I don't know about you, but as a parent I sometimes get into bad habits. One of these habits is a knee jerk reaction of saying no whenever my children ask me to do anything. 'No' is easier. It requires nothing of me and makes no messes. It is not inconvenient and I can continue on with whatever my plans were. And while 'no' can be a reasonable response sometimes, it is often just selfishness and thoughtlessness on my part.
This has been an area I've struggled with all my parenting life, but it has really been brought to the forefront of my mind this past week. A good friend of mine went to the Empowered to Connect conference a few weeks ago with Karyn Purvis. I had really wanted to go, but with J. being gone one weekend a month it just didn't seem wise for me to be gone one as well. (Plus, I could have made some more 'imaginary' friends into 'real' friends, so many people I know via the internet were there.) But, I've been hearing all about it and doing some reading and listening on my own. So much of it I already knew (or had known at one point), but it is a good reminder.
What has struck me most forcibly in my immediate situation is that children who have suffered trauma need to hear the word 'yes' a lot. The point being that young babies and children in stable situations hear the word 'yes' over and over and over. This makes sense to me as I think about how we all interact with G. and L. We are thrilled with everything they do. (Well, almost everything.) We applaud them, we smile at them, we laugh at their jokes and funny faces, we watch transfixed as they learn a new skill and cheer them on. These girls get the best of us all the time.

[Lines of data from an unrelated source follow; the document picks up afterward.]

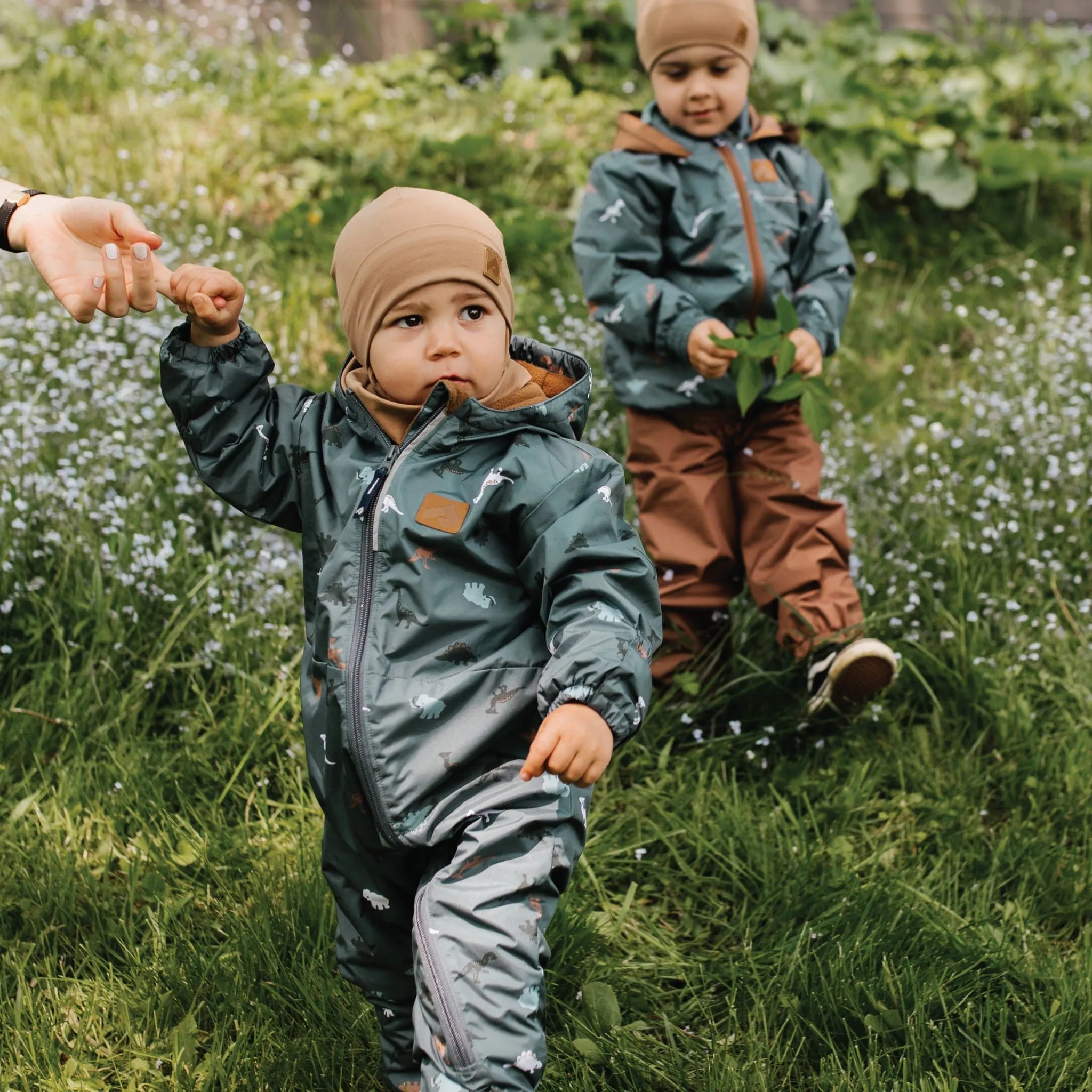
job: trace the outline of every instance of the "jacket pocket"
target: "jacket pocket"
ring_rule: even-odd
[[[451,988],[451,983],[448,982],[443,963],[432,943],[432,935],[428,931],[429,916],[428,907],[425,905],[427,890],[425,887],[418,890],[413,912],[414,933],[417,935],[417,951],[420,953],[422,971],[428,983],[429,993],[432,995],[436,1013],[440,1019],[440,1030],[443,1032],[443,1042],[448,1052],[447,1060],[454,1069],[470,1069],[475,1060],[474,1047],[462,1012],[459,1010],[455,993]]]

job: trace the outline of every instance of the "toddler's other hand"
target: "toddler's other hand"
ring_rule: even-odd
[[[170,275],[170,295],[191,316],[194,345],[225,345],[239,336],[246,289],[230,273],[211,265],[180,265]]]
[[[570,701],[543,721],[520,778],[530,781],[549,770],[570,785],[586,788],[603,776],[613,753],[607,722],[594,709]]]
[[[714,345],[709,340],[710,335],[716,337],[735,336],[720,319],[702,319],[690,331],[686,351],[690,357],[690,364],[698,375],[704,376],[707,379],[720,379],[738,354],[731,348],[721,348],[720,345]]]
[[[788,334],[788,340],[796,346],[793,371],[798,372],[805,379],[815,379],[817,376],[821,376],[822,347],[816,340],[816,335],[809,334],[807,330],[794,330]]]

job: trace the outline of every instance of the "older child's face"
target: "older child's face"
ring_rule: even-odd
[[[716,136],[743,114],[750,66],[719,46],[687,46],[651,73],[660,112],[691,136]]]
[[[371,340],[376,379],[391,399],[416,405],[441,380],[485,397],[508,367],[508,323],[480,288],[443,281],[392,307]]]

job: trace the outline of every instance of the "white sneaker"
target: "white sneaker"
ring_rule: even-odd
[[[820,649],[808,668],[808,716],[828,708],[855,713],[898,675],[898,656],[875,638],[862,637],[830,651]]]

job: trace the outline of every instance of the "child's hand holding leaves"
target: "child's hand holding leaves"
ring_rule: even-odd
[[[791,330],[786,336],[796,346],[793,371],[802,379],[817,379],[822,375],[822,347],[816,335],[807,330]]]
[[[687,341],[687,355],[699,376],[720,379],[736,358],[735,352],[726,344],[732,331],[720,319],[702,319]]]
[[[793,301],[778,297],[778,318],[759,319],[757,329],[741,325],[735,337],[726,342],[717,336],[711,341],[721,347],[731,344],[737,353],[732,365],[736,381],[739,413],[747,412],[762,394],[769,369],[773,369],[773,385],[765,392],[770,402],[800,400],[800,412],[816,439],[830,427],[832,413],[830,393],[822,381],[822,348],[815,336],[800,329]]]

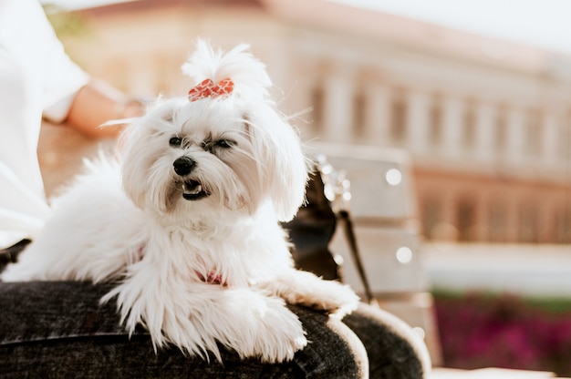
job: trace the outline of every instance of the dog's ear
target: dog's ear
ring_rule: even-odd
[[[278,220],[290,220],[304,202],[307,182],[307,159],[299,137],[271,107],[256,107],[248,119],[262,190]]]

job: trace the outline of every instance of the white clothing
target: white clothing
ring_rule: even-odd
[[[36,0],[0,0],[0,249],[34,238],[49,214],[36,153],[42,116],[65,119],[88,80]]]

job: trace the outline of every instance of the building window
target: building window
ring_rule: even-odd
[[[456,208],[456,228],[458,241],[466,242],[474,240],[476,209],[470,198],[462,199]]]
[[[405,91],[395,88],[390,100],[390,138],[395,142],[404,141],[407,133],[407,102]]]
[[[555,241],[571,243],[571,206],[561,207],[555,214]]]
[[[323,131],[325,113],[325,89],[321,83],[314,87],[311,91],[311,109],[313,129],[317,134],[320,134]]]
[[[467,149],[474,146],[476,138],[476,106],[472,100],[466,102],[463,114],[462,143]]]
[[[495,118],[495,150],[502,153],[507,145],[507,109],[499,106]]]
[[[508,209],[504,201],[496,201],[488,210],[488,240],[505,242],[507,240]]]
[[[439,145],[442,136],[442,99],[439,95],[432,97],[429,110],[429,138],[432,145]]]
[[[365,135],[366,108],[365,91],[358,89],[353,97],[353,133],[358,138],[362,138]]]
[[[525,202],[519,209],[518,240],[523,243],[537,243],[537,209],[533,201]]]
[[[537,157],[541,147],[542,114],[536,109],[527,114],[525,128],[525,152],[532,157]]]

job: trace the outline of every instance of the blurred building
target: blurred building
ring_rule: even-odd
[[[305,138],[410,152],[428,239],[571,242],[570,56],[324,0],[56,16],[79,26],[62,35],[72,57],[136,96],[186,94],[180,67],[197,36],[247,42]]]

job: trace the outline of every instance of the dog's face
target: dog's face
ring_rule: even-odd
[[[252,215],[270,201],[293,218],[305,196],[306,159],[271,104],[239,96],[166,101],[125,135],[123,187],[143,210],[176,217]]]

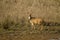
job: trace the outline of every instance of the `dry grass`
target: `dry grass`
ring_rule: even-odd
[[[60,23],[59,0],[0,0],[0,40],[50,40],[60,38],[60,26],[36,25],[32,29],[28,14],[46,22]]]

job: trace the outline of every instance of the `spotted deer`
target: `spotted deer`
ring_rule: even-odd
[[[35,25],[42,25],[44,22],[42,18],[32,17],[31,14],[29,15],[28,19],[34,29],[35,29]],[[41,30],[42,29],[43,29],[43,27],[41,27]]]

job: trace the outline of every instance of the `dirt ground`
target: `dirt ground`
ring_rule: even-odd
[[[30,26],[26,27],[28,24],[24,27],[15,24],[23,17],[28,20],[29,14],[60,23],[60,0],[0,0],[0,40],[60,40],[60,26],[44,26],[40,31],[31,30]],[[1,25],[7,23],[7,18],[15,21],[10,30],[4,30]]]

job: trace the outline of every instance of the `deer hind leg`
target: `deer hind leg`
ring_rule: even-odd
[[[43,29],[44,29],[44,28],[43,28],[43,26],[41,25],[41,26],[40,26],[40,31],[42,31]]]

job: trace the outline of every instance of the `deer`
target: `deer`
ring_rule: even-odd
[[[35,25],[42,25],[44,20],[42,18],[36,18],[36,17],[32,17],[31,14],[29,14],[29,22],[32,25],[32,28],[35,29]],[[41,27],[41,30],[43,29],[43,26]]]

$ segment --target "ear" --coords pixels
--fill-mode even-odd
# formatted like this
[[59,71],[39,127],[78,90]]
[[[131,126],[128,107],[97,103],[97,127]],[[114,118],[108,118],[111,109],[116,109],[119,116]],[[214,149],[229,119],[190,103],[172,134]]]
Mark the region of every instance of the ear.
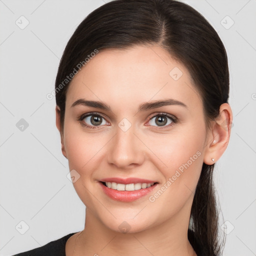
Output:
[[204,150],[204,162],[208,165],[213,164],[220,159],[230,140],[233,120],[230,106],[228,103],[222,104],[219,113],[217,120],[212,125]]
[[62,124],[60,122],[60,108],[58,106],[56,106],[56,126],[57,127],[58,130],[60,132],[60,140],[62,142],[62,152],[63,156],[65,156],[65,158],[67,158],[66,152],[65,150],[65,146],[64,146],[64,135],[62,130]]

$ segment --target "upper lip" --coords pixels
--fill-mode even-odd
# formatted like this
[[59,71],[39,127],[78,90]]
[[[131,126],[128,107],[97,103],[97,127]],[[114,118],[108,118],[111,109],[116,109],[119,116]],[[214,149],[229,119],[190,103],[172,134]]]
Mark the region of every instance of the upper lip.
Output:
[[144,178],[106,178],[100,180],[102,182],[115,182],[119,184],[132,184],[134,183],[156,183],[156,180],[146,180]]

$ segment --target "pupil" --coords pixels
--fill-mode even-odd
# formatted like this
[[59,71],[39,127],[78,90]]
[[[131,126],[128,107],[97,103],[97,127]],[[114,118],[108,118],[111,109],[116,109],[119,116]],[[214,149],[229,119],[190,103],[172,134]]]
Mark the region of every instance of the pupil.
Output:
[[[98,126],[102,122],[102,118],[100,116],[92,116],[90,118],[90,122],[94,126]],[[98,122],[98,123],[97,123]],[[98,124],[100,122],[100,124]]]
[[160,122],[160,126],[164,126],[166,124],[167,122],[167,118],[165,117],[159,116],[156,120],[157,122]]

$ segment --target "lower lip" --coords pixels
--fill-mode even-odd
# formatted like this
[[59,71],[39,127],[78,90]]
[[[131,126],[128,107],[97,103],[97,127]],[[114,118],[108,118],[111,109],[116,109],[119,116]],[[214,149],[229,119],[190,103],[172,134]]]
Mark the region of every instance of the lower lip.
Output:
[[134,191],[118,190],[110,188],[99,182],[104,193],[113,200],[122,202],[130,202],[144,196],[150,193],[157,186],[158,184],[146,188],[134,190]]

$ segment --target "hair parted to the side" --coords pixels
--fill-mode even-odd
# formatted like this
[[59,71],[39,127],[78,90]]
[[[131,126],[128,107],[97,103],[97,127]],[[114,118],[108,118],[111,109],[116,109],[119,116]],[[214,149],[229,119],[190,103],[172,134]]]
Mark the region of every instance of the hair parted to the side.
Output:
[[[208,22],[191,6],[174,0],[114,0],[91,12],[78,26],[62,58],[56,88],[96,49],[156,45],[188,68],[200,92],[206,122],[228,103],[229,72],[223,44]],[[63,131],[70,82],[56,93]],[[190,242],[202,244],[208,256],[221,255],[219,209],[212,182],[214,164],[203,164],[193,201]],[[222,234],[224,236],[224,234]]]

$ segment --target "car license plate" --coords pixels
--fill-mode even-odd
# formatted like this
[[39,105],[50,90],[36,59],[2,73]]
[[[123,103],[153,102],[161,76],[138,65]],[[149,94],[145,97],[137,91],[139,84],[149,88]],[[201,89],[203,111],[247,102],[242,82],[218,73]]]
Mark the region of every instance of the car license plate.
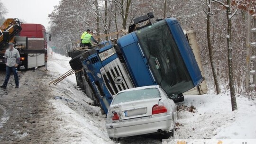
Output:
[[125,117],[140,115],[146,114],[146,108],[145,108],[139,109],[135,109],[125,111],[124,111],[124,112],[125,114]]

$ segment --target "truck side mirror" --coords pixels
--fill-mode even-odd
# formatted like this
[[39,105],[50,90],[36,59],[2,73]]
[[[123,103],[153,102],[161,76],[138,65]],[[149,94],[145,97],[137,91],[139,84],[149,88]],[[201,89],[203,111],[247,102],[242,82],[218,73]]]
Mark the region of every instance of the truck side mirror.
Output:
[[174,94],[172,96],[170,96],[169,98],[170,98],[170,99],[177,99],[177,98],[178,98],[178,94]]

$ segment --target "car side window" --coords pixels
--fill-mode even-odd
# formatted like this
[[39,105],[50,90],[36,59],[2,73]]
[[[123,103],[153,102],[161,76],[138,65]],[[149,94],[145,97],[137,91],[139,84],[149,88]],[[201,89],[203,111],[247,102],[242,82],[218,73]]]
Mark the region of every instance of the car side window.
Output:
[[164,93],[165,94],[165,97],[166,97],[166,98],[169,99],[169,98],[168,97],[168,94],[166,92],[166,91],[165,90],[164,90],[164,89],[163,89],[162,87],[160,87],[160,88],[162,90],[162,91],[163,91]]

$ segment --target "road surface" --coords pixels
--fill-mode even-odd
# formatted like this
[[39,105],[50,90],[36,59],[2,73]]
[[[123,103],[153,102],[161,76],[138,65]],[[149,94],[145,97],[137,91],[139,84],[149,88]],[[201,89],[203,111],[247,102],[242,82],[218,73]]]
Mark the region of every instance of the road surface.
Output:
[[[0,82],[4,79],[0,72]],[[20,88],[13,76],[6,90],[0,90],[0,143],[48,143],[56,128],[48,120],[53,109],[47,99],[49,87],[41,86],[47,74],[42,70],[19,72]]]

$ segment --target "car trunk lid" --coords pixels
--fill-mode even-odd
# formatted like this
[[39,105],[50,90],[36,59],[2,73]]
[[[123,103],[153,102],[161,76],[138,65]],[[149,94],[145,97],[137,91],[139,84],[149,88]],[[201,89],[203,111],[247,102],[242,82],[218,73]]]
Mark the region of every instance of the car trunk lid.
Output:
[[118,114],[120,120],[149,116],[153,107],[160,99],[159,98],[131,101],[112,106],[110,108]]

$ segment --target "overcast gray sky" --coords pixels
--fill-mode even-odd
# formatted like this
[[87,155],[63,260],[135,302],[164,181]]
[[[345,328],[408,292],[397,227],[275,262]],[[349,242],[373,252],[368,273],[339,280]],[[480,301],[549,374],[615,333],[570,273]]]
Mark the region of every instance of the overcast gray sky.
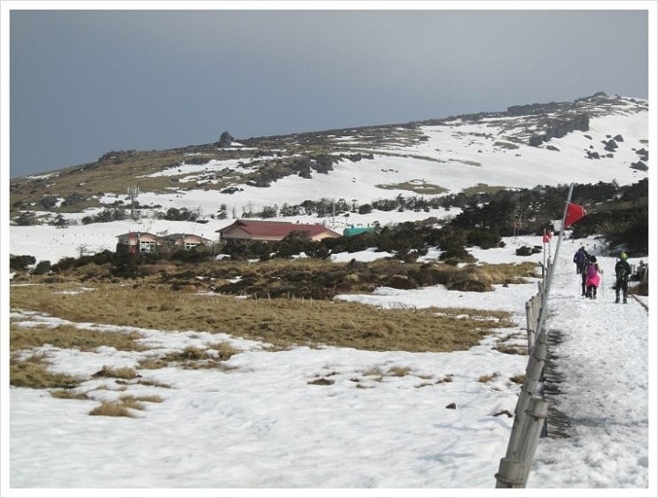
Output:
[[388,11],[92,4],[3,11],[11,178],[110,150],[208,143],[224,131],[239,140],[406,123],[598,91],[648,98],[646,10],[592,10],[597,2],[541,11],[523,10],[530,2],[488,11],[430,2]]

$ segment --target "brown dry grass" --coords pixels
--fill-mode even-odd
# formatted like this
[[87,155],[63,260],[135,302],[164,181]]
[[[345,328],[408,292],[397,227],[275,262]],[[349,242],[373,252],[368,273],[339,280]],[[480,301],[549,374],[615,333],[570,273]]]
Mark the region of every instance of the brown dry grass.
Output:
[[47,358],[43,355],[32,355],[25,359],[12,355],[9,362],[9,377],[12,386],[35,389],[69,389],[81,380],[66,373],[49,372]]
[[[72,322],[93,320],[165,331],[224,333],[280,348],[329,345],[377,351],[445,352],[468,349],[495,328],[513,326],[509,313],[503,311],[382,310],[340,301],[236,299],[113,284],[98,284],[94,292],[61,295],[62,285],[66,286],[12,287],[11,306]],[[21,341],[28,335],[17,333],[17,327],[13,330],[12,335]],[[126,347],[130,347],[128,342]],[[135,344],[135,350],[138,348]]]

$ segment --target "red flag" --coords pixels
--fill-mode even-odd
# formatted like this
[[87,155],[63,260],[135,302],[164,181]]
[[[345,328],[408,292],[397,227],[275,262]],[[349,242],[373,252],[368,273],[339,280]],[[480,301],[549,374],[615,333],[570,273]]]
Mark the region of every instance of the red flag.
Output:
[[584,211],[583,206],[569,203],[569,207],[567,207],[567,218],[564,219],[564,226],[570,226],[579,219],[584,218],[586,214],[587,211]]

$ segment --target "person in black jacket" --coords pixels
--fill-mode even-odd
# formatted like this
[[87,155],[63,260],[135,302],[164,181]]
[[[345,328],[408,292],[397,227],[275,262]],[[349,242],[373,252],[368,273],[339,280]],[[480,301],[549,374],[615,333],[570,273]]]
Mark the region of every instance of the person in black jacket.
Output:
[[631,276],[631,265],[626,261],[627,257],[626,253],[623,252],[615,264],[615,275],[617,278],[615,282],[615,303],[619,303],[619,295],[623,294],[624,304],[628,303],[628,278]]
[[[584,272],[585,264],[587,264],[587,251],[584,249],[584,246],[581,247],[574,254],[574,263],[576,264],[576,272],[581,274]],[[584,293],[583,293],[584,294]]]

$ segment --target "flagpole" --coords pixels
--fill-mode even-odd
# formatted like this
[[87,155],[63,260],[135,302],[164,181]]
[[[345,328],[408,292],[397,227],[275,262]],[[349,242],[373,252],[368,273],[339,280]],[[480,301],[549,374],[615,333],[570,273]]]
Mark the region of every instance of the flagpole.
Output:
[[546,287],[544,289],[544,295],[542,295],[542,302],[541,302],[541,310],[539,311],[539,319],[537,322],[537,333],[538,335],[543,333],[544,328],[544,321],[546,320],[546,303],[548,301],[548,295],[551,291],[551,282],[553,282],[553,273],[555,272],[555,262],[557,261],[558,254],[560,253],[560,244],[562,241],[562,237],[564,237],[564,223],[567,219],[567,211],[569,211],[569,204],[571,202],[571,195],[574,191],[574,184],[572,183],[569,188],[569,195],[567,195],[567,203],[564,206],[564,214],[562,215],[562,224],[560,226],[560,236],[557,240],[557,244],[555,245],[555,256],[553,260],[553,264],[551,264],[551,258],[550,256],[548,257],[548,264],[550,265],[550,272],[548,274],[548,281],[546,282]]

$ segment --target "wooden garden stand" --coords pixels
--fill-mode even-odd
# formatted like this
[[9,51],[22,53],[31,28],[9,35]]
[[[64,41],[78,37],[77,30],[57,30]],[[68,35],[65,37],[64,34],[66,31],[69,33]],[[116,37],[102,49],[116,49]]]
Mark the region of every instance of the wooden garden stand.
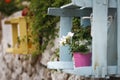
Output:
[[68,47],[60,47],[60,61],[48,62],[50,69],[86,77],[120,76],[120,0],[72,0],[60,8],[48,8],[60,16],[60,38],[72,28],[73,17],[91,17],[92,65],[74,68]]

Would you consider me a horrible mother if I admit that this is not how I have treated my adopted children, even when they first came home? But, I'm realizing this is how they should have been treated. These are children who not only desperately need this kind of interaction, but have most likely never experienced it in their lives. When I think about all the times I've said 'no', without purpose and often not in a pleasant voice, to the two children in my house who are literally starved for something else, I cringe. I ask myself, would I want to attach to me? I'm not so sure I would.
I has been convicting and humbling. Parenting sends you to your knees. I resolved last week to make a change. I would say 'yes' as much as possible. I would begin to treat these two boys with the same wonder and amazement and joy as I treat the little girls. It is not always easy. I like to be in charge and I am having to learn to let go of some things. Clothing, for instance. I let TM wear the shorts and a t-shirt he put on yesterday, even though it was cold and rainy. If he was cold, he would change, and by not harping on it, I was able to tacitly say yes to his clothing choice and avoid yet one more strain on our relationship. I am learning to let go of the negotiables. I will say it again, it is not easy.
There was a bright spot yesterday morning to encourage me, though. My habit is to sit in bed, sipping coffee (delivered by J.) until I am sufficiently awake enough to attempt rising. I am often joined by a child, or two, or three, but TM has never been one of these children. Snuggling with mom--just because--has never been at the top of his list of desired activities. You can imagine my surprise, when through my waking blur, I realized that TM had bounded into bed and had lain his head on my shoulder and just sat there, his body still.